Все краски природы слиняли, потускнели, стерлись. Тоска тусклым оком смотрела с грязно-серого неба, выглядывала из-за каждого покривившегося плетня, заползала в комнаты через запотелые окна, как убийца, бесшумно нападала на людей и душила их.
Едва о. Илья сел за утренний чай, как к нему явилась скучающая публика. Сначала пришел Антон Антоныч, фельдшер, — краснорожий, приземистый человек. Он был мрачен как ненастное утро.
- Голова болит! — сказал он, потирая лоб и как будто вопросительно посматривая на батюшку.
-Мы ее русским средством полечим! — улыбнулся о. Илья, доставая из шкапа графин.

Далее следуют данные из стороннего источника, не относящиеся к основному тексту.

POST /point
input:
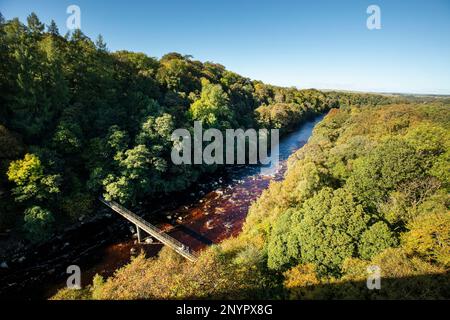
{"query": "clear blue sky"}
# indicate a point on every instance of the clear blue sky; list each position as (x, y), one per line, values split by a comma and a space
(321, 44)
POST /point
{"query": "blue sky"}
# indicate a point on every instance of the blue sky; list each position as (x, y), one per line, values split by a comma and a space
(320, 44)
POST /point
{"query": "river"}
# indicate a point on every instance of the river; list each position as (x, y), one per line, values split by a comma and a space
(214, 216)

— Катя, принеси-ка закусочки... Надо фельдшера полечить, захвораем— и он нас... того…
— На тот свет вылечит? — подшутила попадья, откладывая шитье и направляясь в кухню за закуской.
Фельдшер слегка расцвел.
— Всемирное средство! — сказал он, кивнув на графин и засмеявшись хриплым смехом, — пословица говорится: кто водочку не любит, тот Богу враг.
Он закачался на стуле от приятного смеха, щурясь на графин, как кот на масло.
Едва появился графин, пришел и дьякон. Говорили, что у дьякона особое чутье развилось от долгой практики... вроде шестого чувства: он водку издали чуял. Дьякон был маленький, с глазами навыкате и совершенно лысый: когда-то жена захотела сделать его кудрявым и помазала пьяному голову чудодейственной мазью. Все волосы вылезли.
— Могу вместити? — сказал дьякон, поздоровавшись и подходя к графину.
Выпил, сел к столу, погладил лысину, крякнул и вытаращил глаза: это была его всегдашняя привычка.
Тем временем фельдшер совсем расцвел.
— Да... вот, —заговорил он оживленно, поддевая на вилку кусок селедки и отправляя его в рот, — мы вчера с писарем-то, с Капитоном-то Ивановичем, здо-о-рово заложили! Капитон-то Иванович выпить не дура-ак!.. 0-го-го!.. Четверть поставь, кончит!.. Ну, и пошел же он на четвереньках домой. Смотрю в окно ему вслед... что, думаю, такое... теленок — не теленок... А это он... на четвереньках... да головой-то всё в грязь норовит...
Фельдшер опять заколыхался на стуле от смеха при воспоминании о Капитоне Ивановиче.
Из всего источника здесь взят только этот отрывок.